William Samuel Haddock (July 28, 1875 – October 13, 1953) was an American politician and athletic leader who served as president of the United States Amateur Hockey Association from its creation in 1920 until its demise in 1930.

==Early life==
Haddock was born in Swansea. His father, William Haddock was a Baptist minister and their family emigrated from Wales when Haddock was ten years old. The family first resided in Frostburg, Maryland, but moved to Pittsburgh following his father's death a few years later. Once in Pittsburgh, Haddock began working for The Pittsburgh Press as a copy boy and rose to the position of circulation manager. He served in the 10th Pennsylvania Volunteer Infantry Regiment during the Spanish–American War and the Philippine–American War.

==Politics==
Haddock was elected Sheriff of Allegheny County in 1917. In 1919, he conducted an investigation into the death of Fannie Sellins, who was shot and killed during a miner's strike in Natrona, Pennsylvania. A coroner's examination did not find a gunshot wound, but one was found after the body was exhumed and reexamined by two physicians. Haddock contended that the wound was "deliberately inflicted, after the official autopsy...to discredit those in authority and for the further purpose of furnishing anarchistic, dangers and revolutionary agitators and organizers propaganda". After Haddock left office, two of his deputies were acquitted of her murder. In 1921, he sought the office of coroner, as state law prevented him from seeking reelection. He lost the Republican primary to W. G. McGregor by 20,000 votes.

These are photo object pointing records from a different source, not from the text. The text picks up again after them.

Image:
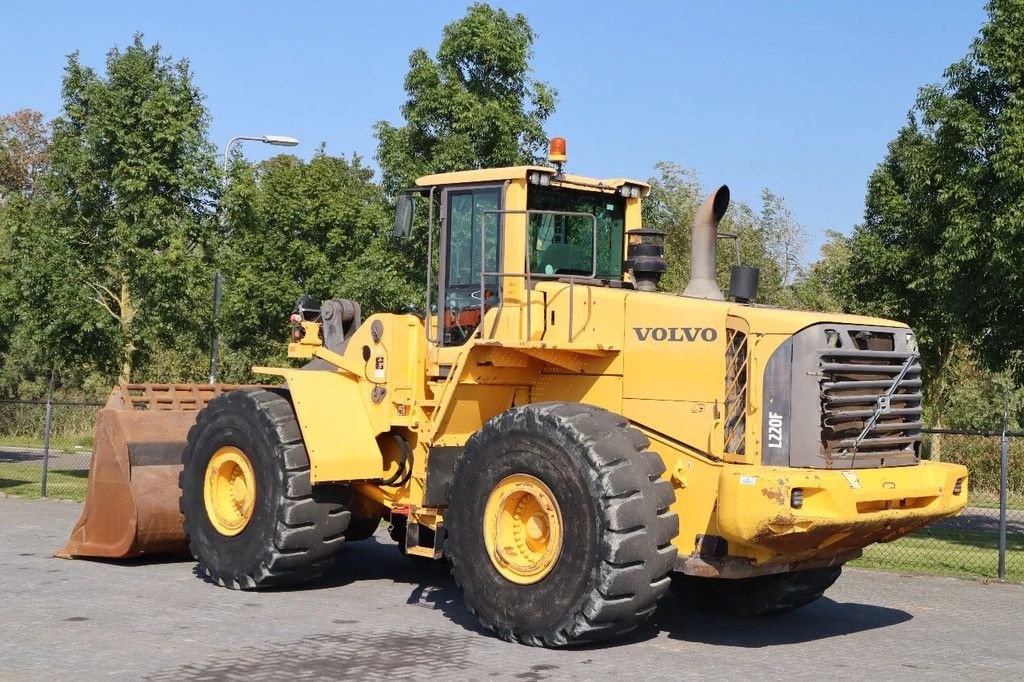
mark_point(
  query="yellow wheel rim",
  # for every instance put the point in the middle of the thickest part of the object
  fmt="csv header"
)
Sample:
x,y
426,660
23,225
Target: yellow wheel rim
x,y
229,492
522,528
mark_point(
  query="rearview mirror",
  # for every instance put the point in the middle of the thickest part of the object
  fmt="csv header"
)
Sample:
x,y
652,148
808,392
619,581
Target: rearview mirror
x,y
403,215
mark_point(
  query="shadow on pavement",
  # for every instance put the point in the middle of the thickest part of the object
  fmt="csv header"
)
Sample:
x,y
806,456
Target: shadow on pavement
x,y
820,620
433,588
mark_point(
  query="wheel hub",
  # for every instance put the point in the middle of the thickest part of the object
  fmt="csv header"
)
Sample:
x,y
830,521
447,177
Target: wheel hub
x,y
522,528
229,491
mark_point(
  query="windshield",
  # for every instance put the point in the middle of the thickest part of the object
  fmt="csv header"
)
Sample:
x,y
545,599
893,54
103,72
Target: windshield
x,y
563,245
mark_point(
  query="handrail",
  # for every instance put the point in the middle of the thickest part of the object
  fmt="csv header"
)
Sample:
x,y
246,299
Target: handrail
x,y
527,274
430,265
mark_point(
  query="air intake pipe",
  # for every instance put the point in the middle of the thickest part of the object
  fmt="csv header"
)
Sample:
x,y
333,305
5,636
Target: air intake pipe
x,y
704,247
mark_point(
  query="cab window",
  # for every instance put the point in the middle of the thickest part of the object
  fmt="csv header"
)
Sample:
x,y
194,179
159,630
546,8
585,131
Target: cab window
x,y
563,245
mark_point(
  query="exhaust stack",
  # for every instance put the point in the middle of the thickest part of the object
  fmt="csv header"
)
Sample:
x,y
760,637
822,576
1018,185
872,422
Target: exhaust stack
x,y
704,247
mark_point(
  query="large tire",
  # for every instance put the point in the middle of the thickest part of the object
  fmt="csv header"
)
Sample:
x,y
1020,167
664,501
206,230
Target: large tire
x,y
615,552
293,533
761,595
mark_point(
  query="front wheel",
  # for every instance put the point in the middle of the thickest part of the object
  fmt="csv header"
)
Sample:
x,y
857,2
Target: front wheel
x,y
251,514
559,528
761,595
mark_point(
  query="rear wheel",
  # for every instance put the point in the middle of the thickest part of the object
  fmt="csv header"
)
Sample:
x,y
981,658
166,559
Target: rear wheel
x,y
761,595
558,527
251,514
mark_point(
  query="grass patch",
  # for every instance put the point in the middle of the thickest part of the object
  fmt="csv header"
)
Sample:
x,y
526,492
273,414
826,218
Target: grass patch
x,y
1015,501
965,553
81,441
25,480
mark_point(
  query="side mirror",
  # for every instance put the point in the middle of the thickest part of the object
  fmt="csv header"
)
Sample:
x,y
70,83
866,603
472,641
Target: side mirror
x,y
403,215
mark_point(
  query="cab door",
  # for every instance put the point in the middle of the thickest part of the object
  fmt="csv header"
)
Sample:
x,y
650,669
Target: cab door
x,y
464,212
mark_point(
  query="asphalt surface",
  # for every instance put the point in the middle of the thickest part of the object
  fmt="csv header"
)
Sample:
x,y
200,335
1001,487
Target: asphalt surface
x,y
381,615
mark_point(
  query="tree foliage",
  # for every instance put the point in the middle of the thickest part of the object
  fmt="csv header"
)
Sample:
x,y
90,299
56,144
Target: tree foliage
x,y
472,105
24,157
769,239
115,249
294,228
943,232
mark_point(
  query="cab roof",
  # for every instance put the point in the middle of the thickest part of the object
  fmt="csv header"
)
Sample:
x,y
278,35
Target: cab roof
x,y
520,172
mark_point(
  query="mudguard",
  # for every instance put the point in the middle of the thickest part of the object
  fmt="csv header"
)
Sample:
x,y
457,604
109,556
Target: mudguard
x,y
340,438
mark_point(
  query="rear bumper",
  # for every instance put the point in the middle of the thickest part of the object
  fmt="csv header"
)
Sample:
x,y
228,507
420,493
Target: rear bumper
x,y
842,511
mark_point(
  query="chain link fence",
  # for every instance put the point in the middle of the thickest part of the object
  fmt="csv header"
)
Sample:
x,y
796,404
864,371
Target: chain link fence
x,y
46,446
987,539
46,449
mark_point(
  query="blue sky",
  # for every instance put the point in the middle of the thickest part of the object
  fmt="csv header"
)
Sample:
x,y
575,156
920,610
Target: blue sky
x,y
801,97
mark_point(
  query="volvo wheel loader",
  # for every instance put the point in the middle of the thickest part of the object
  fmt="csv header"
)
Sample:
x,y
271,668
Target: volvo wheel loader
x,y
572,440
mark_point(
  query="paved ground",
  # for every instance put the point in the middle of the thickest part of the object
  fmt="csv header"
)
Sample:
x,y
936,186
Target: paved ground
x,y
380,615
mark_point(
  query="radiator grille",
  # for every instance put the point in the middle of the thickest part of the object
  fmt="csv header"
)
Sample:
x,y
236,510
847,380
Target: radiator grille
x,y
735,392
853,378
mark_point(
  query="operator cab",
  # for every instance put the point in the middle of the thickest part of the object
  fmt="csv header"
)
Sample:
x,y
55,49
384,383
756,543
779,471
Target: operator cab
x,y
502,229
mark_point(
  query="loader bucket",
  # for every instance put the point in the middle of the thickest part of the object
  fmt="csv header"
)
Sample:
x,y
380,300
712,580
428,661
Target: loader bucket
x,y
131,505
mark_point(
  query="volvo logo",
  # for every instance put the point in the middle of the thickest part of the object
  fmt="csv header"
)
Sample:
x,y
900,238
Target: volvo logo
x,y
676,333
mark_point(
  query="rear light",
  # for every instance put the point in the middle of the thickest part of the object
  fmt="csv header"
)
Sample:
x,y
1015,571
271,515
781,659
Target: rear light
x,y
797,498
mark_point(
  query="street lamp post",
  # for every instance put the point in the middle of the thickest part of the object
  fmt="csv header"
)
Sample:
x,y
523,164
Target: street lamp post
x,y
279,140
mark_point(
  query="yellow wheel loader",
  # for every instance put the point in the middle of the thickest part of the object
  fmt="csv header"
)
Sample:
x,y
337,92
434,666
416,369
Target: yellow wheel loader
x,y
574,441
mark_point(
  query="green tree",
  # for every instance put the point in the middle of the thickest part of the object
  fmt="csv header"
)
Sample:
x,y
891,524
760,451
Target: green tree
x,y
24,155
769,239
824,285
24,158
473,105
320,228
113,262
943,236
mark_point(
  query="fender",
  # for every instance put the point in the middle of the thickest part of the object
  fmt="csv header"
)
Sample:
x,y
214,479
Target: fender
x,y
340,439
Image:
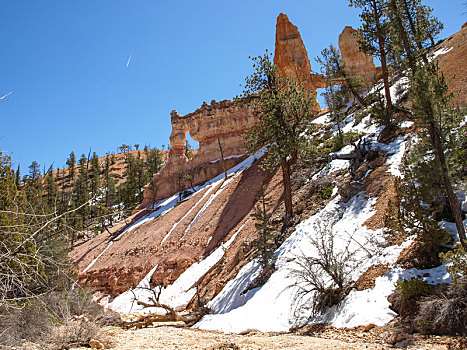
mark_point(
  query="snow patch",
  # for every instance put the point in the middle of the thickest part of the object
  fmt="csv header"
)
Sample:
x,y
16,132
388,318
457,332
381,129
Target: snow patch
x,y
439,52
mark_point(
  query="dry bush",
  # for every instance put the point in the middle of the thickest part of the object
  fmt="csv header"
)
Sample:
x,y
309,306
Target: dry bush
x,y
407,293
444,313
326,276
55,320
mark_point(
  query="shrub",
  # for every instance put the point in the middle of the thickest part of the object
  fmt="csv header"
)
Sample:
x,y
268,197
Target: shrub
x,y
325,276
444,313
56,319
404,299
325,192
456,261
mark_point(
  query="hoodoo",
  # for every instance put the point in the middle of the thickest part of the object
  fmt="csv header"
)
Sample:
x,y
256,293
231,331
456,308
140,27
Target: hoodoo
x,y
291,56
357,63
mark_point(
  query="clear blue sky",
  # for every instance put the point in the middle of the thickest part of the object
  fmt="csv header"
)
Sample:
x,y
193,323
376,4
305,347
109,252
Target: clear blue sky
x,y
65,63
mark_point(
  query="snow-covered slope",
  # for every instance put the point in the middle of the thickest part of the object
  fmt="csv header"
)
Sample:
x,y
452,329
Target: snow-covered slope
x,y
276,305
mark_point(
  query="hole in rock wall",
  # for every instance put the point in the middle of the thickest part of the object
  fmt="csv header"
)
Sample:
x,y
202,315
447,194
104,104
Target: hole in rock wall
x,y
189,141
320,98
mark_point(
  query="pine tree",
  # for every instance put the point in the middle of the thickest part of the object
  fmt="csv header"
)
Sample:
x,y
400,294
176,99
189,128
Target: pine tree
x,y
333,69
412,31
334,95
375,30
21,266
188,150
71,161
284,109
264,229
440,132
51,188
94,174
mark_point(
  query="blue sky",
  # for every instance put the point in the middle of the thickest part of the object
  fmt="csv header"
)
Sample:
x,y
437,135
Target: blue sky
x,y
65,63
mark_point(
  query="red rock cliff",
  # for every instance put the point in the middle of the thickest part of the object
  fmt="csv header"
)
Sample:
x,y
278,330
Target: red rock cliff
x,y
357,63
291,56
219,121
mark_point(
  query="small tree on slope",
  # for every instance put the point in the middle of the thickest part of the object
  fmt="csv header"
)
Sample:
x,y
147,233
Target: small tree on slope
x,y
283,107
375,29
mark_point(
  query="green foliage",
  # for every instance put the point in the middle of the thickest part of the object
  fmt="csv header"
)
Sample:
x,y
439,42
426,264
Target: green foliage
x,y
375,38
188,150
265,230
456,261
412,29
410,213
71,161
335,95
380,113
284,109
413,289
326,274
440,134
325,193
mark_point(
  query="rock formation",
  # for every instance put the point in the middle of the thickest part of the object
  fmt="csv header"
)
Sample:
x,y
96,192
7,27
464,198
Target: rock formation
x,y
219,121
357,63
291,56
225,122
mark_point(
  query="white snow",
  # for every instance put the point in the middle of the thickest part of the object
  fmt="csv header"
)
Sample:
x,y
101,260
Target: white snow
x,y
462,195
440,51
396,151
322,119
334,165
371,305
178,294
236,312
405,124
229,157
401,84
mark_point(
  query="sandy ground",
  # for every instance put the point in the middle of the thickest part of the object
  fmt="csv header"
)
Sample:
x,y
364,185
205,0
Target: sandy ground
x,y
169,337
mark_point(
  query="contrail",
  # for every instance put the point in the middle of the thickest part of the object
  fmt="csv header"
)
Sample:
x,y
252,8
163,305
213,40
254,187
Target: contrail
x,y
8,94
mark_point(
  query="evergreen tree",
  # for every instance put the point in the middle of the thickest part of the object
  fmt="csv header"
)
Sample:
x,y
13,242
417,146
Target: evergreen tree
x,y
440,133
71,161
284,109
264,229
334,95
375,30
21,268
33,187
412,31
51,188
18,177
81,195
333,69
188,150
94,174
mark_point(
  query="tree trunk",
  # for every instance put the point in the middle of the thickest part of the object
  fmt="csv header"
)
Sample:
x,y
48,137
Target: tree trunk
x,y
222,157
414,31
405,39
382,54
350,85
285,165
447,182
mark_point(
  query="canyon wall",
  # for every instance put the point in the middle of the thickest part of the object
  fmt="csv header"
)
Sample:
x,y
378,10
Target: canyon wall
x,y
357,63
227,123
218,122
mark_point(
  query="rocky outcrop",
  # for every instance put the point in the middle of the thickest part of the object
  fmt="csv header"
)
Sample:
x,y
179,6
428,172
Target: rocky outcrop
x,y
225,122
218,122
291,56
357,63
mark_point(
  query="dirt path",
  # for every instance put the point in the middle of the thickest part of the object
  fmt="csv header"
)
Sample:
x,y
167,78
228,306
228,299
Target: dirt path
x,y
167,337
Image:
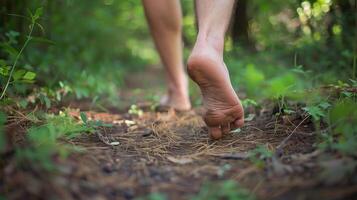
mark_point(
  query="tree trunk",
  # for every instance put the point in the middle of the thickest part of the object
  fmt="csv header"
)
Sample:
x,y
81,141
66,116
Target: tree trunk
x,y
240,25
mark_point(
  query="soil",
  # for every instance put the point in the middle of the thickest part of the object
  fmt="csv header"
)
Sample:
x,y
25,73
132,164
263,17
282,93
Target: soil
x,y
171,153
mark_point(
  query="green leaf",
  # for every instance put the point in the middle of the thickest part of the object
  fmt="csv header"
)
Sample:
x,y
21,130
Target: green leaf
x,y
84,117
2,131
315,111
29,76
18,74
37,14
324,105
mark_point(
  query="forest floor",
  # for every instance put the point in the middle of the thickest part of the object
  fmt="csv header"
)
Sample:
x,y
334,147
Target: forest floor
x,y
170,153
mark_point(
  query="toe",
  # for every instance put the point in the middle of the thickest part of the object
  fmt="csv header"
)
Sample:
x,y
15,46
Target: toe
x,y
215,132
225,128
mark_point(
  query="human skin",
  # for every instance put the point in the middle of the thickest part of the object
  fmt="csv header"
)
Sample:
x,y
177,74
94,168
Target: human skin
x,y
165,21
223,109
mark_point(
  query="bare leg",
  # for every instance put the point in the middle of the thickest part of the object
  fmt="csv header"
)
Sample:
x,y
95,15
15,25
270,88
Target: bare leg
x,y
164,18
206,67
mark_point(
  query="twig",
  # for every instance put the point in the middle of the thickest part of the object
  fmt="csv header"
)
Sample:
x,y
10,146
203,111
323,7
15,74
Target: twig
x,y
283,143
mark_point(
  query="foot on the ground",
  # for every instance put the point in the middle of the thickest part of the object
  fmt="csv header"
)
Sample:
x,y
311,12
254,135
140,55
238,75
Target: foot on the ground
x,y
224,111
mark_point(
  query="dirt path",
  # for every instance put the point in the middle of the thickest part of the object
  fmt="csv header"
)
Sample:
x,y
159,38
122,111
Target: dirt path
x,y
170,153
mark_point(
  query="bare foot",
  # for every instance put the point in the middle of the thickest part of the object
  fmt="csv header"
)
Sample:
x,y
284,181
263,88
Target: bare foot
x,y
223,108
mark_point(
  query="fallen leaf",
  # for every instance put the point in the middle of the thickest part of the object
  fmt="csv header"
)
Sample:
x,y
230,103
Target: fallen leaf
x,y
179,160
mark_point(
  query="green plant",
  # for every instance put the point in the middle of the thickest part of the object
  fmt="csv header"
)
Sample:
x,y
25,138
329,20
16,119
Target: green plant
x,y
318,111
2,131
154,196
46,141
228,190
343,118
22,74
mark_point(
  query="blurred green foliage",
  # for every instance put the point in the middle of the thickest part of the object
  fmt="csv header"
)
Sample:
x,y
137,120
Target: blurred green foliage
x,y
228,189
86,49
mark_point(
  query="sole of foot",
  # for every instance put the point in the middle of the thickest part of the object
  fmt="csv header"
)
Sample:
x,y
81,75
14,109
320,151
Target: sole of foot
x,y
224,110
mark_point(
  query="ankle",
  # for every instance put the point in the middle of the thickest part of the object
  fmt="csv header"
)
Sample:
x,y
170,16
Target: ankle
x,y
214,41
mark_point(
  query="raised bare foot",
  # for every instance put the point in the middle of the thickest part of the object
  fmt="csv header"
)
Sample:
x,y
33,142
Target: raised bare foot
x,y
223,108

In 1926, Haddock was appointed Burgess of Dormont, Pennsylvania to fill the unexpired term William E. Best. He ran for a full term in 1929 on the Democratic and Fair Play tickets, but lost to Republican Charles Chamberlain.

==Athletics==
In 1893, Haddock organized Pittsburgh's first basketball team at the Central YMCA. In 1897, he organized the All-Pittsburg baseball team. He helped found the Allegheny Mountain Association of the Amateur Athletic Union in 1917 and served as its president from its founding until his death. In 1935, Haddock was a leading figure in the creation of the American Amateur Baseball Congress.

===Hockey===
Haddock served as vice chairman of the International Skating Union of America and was treasurer of the United States Olympic Fund. In 1920, he was elected the first president of the United States Amateur Hockey Association, which was formed to replace the ISU as the governing body for ice hockey in the United States. He was the also manager of the United States men's national ice hockey team at the 1924 Winter Olympics. The USAHA selected the Augsburg College hockey team to represent the United States at the 1928 Winter Olympics, however the American Olympic Committee, led by Douglas MacArthur, refused to certify the Augsburg team due to the lack of Olympic trials. Haddock insisted that the Augsburg team was the only one in the country that had the ability and the funds to compete in the Olympics and refused to approve any other team. As a result, the United States did not have an Olympic hockey team in 1928. In 1930, the USAHA was dissolved and the Amateur Athletic Union took control of ice hockey.

===Soccer===
Haddock served as secretary of The Pittsburgh Press soccer league and was treasurer of the United States Football Association. He was chairman of the United States soccer Olympic committee for the 1924 Summer Olympics.

==Personal life==
Haddock had four daughters and one son with his wife, Wilhelmina Kreis. He died on October 13, 1953 at the Aspinwall Veterans Hospital in Pittsburgh.